In all honesty, that was its breaking point: it was just way, way too unrealistic. And it's not even the alien aspect that is unrealistic, no, it's the entire human part of it, the characters and their relationships. There was something ringing my alarm bells right from the start, and that is Tyler's and Kyra's feelings for each other. If your sibling's significant other suddenly vanished without a trace, leaving them devastated and shocked for over a year, would you really pursue that person once they come back after five years? Would you try to act like nothing happened, like it's not strange at all that they've been missing for five years without a clue where they could have been? And even if you've always had a kid crush on them and your sibling has moved on in the meantime, would you still try to flirt with them, especially since technically, they're still four years older than you? Seriously?

And would you, fresh amnesiac missing for five years without any recollection of it, really be falling for them? Around all the crazy, in between of discovering your dad's gone off the deep end, realizing your mom has started a new family in your absence and that your boyfriend and best friend are now dating, and trying to sort out your life now that you're back, would you honestly have time to drive around town with your boyfriend's kid brother, who may not be a kid anymore, but who still should be a kid to you since the last memory you have of them is them drawing with chalk on the streets on their chubby 12-year-old ass, and appreciate their dimples? I dare you to tell me yes, you would. I double-dare you.

I just couldn't stomach the ridiculousness of it. It was so absurd, so completely out of the question for me that I never for a second bought any of it. Sure, I did think their interactions and stuff were cutesy and harmless at first, but I never would have thought they would really take that serious a road. You know, after figuring the alien stuff out, Kyra decides to tell Tyler that she's supernaturally enhanced now, and he just takes it in stride. Like it's nothing. His reaction was so unbelievable, I'm not sure who's the weird freak here, Kyra or him. 

Apart from the wholly irritating relationship, I was really intrigued by the whole set-up at first. It was interesting reading about Kyra coming back after five years and having to adjust to a whole new life, adjust to her friends and family having tried to move on. The first 100 pages thus were the best part, because those were still about discovering how to deal with revelations like those, and I also think that at least in that respect, Kyra's reactions were mostly appropriate.

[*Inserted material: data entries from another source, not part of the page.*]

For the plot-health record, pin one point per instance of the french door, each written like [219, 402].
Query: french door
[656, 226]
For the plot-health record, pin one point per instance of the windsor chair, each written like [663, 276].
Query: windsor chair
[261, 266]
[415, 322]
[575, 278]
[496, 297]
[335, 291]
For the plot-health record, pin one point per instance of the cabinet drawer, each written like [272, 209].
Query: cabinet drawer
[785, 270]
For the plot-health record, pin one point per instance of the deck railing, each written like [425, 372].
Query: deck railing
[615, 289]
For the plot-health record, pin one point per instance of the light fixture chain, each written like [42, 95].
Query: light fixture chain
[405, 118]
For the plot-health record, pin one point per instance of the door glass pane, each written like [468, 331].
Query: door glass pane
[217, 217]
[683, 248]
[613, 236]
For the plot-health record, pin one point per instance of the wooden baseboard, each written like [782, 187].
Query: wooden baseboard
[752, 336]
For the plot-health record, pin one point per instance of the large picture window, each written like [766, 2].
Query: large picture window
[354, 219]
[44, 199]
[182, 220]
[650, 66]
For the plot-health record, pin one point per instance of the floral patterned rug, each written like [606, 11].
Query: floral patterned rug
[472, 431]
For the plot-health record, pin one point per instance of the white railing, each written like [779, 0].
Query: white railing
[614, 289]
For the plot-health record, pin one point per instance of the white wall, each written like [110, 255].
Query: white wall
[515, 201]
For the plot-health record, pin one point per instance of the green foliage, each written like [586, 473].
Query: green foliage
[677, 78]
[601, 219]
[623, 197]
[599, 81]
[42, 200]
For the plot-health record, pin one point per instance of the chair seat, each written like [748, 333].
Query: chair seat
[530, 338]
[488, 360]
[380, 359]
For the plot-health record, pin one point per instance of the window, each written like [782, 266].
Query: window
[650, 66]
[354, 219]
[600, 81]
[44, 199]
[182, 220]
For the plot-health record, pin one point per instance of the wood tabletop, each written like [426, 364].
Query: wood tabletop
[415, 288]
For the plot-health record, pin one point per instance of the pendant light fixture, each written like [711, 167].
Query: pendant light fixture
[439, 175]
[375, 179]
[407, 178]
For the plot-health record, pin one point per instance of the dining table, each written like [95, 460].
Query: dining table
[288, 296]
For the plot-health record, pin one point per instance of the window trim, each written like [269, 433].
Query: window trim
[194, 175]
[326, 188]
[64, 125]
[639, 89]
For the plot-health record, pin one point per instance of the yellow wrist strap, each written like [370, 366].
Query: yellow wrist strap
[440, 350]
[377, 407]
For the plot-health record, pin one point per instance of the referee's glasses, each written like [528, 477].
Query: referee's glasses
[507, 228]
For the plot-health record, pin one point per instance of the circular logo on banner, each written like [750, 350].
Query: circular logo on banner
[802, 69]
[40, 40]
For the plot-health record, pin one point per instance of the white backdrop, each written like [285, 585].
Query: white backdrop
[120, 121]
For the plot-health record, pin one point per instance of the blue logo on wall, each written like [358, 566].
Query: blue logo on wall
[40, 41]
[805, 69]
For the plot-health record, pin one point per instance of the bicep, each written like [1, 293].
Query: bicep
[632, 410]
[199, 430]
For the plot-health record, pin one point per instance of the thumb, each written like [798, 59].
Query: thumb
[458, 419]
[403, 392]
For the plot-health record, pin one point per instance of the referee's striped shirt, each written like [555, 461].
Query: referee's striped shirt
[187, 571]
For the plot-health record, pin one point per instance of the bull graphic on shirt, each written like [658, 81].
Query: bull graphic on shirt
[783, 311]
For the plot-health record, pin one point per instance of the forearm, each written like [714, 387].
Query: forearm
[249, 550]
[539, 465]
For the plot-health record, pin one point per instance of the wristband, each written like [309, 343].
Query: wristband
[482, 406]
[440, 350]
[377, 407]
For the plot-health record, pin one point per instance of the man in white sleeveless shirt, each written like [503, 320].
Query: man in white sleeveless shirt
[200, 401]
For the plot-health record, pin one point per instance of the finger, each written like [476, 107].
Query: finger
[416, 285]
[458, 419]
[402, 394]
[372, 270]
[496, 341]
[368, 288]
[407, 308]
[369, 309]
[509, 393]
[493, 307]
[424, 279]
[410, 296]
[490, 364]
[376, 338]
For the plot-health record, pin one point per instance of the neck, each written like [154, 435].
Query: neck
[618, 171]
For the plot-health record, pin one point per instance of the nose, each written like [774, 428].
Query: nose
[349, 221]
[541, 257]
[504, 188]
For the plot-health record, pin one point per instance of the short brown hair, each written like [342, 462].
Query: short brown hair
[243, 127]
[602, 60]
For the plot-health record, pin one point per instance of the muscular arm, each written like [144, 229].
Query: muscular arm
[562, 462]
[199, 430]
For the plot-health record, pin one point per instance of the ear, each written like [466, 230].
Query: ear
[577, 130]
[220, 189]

At last, she has some common sense. All of that whole trying to mend relationships but realizing it's never going to be the same again, it was nice and well done. I wish it could have been that way the whole novel.

The whole alien aspect, it was ... well, it wasn't terribly executed, but Derting also didn't manage that well, either. I liked the whole firefly aspect and the stalker agent creeping around, as well as all the other crazy "coincidences" because it added to the whole mystery aspect, which kept me wanting to read on, trying to figure the stuff out. However, Kyra gets sidetracked by the whole teenage drama things, and thus, the science fiction aspect gets drawn out for way too long. Like, I wanted the damn answers at first, but then I got bored by everything insignificant that was going on in the meantime so that when the "answers" finally came around, I wasn't interested anymore. Too late, buddy.

Sooo. I was hoping I'd really like this, but I think Derting has some serious issues with romance. All of her relationships have been badly executed so far, and while I could overlook the flaws in one case and actually like the couple (in The Pledge), I couldn't in the other two cases, and it's really ruining her books. This could have been a pretty nice read, if she had focused more on the actual plot and maybe thrown a bit of reality in there, too. As much as you can in an alien novel, at least. I will say, however, that the ending did pique my interest again, so maybe I'm going to read the sequel. If I feel like it when the time comes. Who knows.